The secular premise in play here is that regardless of what God may or may not think, He certainly does not hurt people or make them feel uncomfortable. Pastor Gehrke knows what God thinks. He knows God thinks that Dallin Oaks pretends to love Jesus and feigns piety while condemning as satanic a family with a transgender son – because, of course, Jesus never would look to hurt anyone’s feelings about how to live and behave (except for Dallin Oaks). Pastor Gehrke is the true saint. He is “not going to disparage Oaks.” He’ll allow the father of the transgender boy to do it.

Preacher Pyle simply wants to ensure that everyone, especially people of faith, do not fall “for the argument that someone who seeks to tell you what to think or do is really telling you what God wants you to think or do.” After all, there is no difference between Pope Francis, Russell M. Nelson and Brain David Mitchell, the latter having kidnapped and brutally raped Elizabeth Smart. Don’t they all claim to speak for God, Preacher Pyle wonders aloud?

In their secular church, Preacher Pyle and Pastor Gehrke will not “pound the Bible” to foment “institutionalized cruelty.” But they will speak for God about Dallin Oaks, the Church of Jesus Christ of Latter-day Saints, its plan of salvation and its doctrinal understanding of gender and sex. Be clear: God does not condone anything perceived as hurtful to others from the mouths of these Mormons.

I like and respect George Pyle and Robert Gehrke. They have been true to their secular faith and never have given me offense. I do not ascribe to them ill motives. I understand how difficult it must be for them to reconcile ideas, words and behaviors from people of faith that seem to them to be irreconcilable.
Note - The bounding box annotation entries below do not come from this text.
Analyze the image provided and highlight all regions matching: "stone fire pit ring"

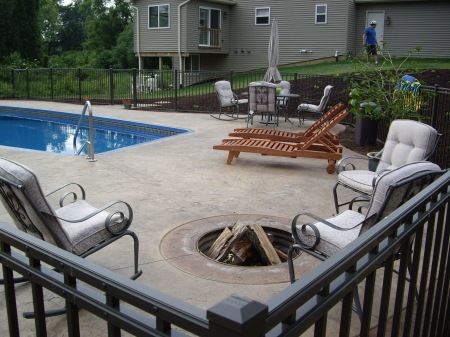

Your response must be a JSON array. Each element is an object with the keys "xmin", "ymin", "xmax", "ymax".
[{"xmin": 160, "ymin": 214, "xmax": 317, "ymax": 284}]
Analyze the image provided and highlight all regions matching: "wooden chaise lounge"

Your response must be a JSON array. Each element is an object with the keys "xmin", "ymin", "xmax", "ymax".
[
  {"xmin": 229, "ymin": 102, "xmax": 345, "ymax": 145},
  {"xmin": 213, "ymin": 109, "xmax": 348, "ymax": 174}
]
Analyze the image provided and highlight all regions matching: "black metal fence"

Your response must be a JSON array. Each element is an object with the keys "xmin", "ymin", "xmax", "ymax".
[
  {"xmin": 0, "ymin": 172, "xmax": 450, "ymax": 337},
  {"xmin": 0, "ymin": 68, "xmax": 450, "ymax": 168}
]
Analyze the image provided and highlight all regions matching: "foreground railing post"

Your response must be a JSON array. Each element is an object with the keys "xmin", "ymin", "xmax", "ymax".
[{"xmin": 207, "ymin": 295, "xmax": 269, "ymax": 337}]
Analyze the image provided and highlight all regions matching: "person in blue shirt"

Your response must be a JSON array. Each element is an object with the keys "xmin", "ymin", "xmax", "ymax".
[{"xmin": 363, "ymin": 20, "xmax": 378, "ymax": 64}]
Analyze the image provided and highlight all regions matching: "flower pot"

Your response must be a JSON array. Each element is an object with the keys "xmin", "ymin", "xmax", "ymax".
[{"xmin": 355, "ymin": 102, "xmax": 378, "ymax": 145}]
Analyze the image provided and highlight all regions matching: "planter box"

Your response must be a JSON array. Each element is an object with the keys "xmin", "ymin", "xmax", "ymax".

They see illegitimate or false paradoxes from people of faith such as Dallin Oaks. What does he mean by conjoining love and law?

But neither good man should kid himself about their Latter-day Saint problem. Either somebody speaks for God or nobody does. They choose nobody – the only possible choice for them as they so freely associate a prophet, a pope and a pedophile rapist. Meanwhile, millions of people of faith know the difference between a prophet and a pedophile.

Just because my friends do not believe in my God does not mean my faith is incorrect. It simply means we don’t agree. I no more impose my will on other people than they do. They choose the private behaviors and public laws they want for the reasons they champion and so do I. The fundamental difference between us in these matters is that I think they are merely wrong, while they think I, and my kind, are intentionally insolent.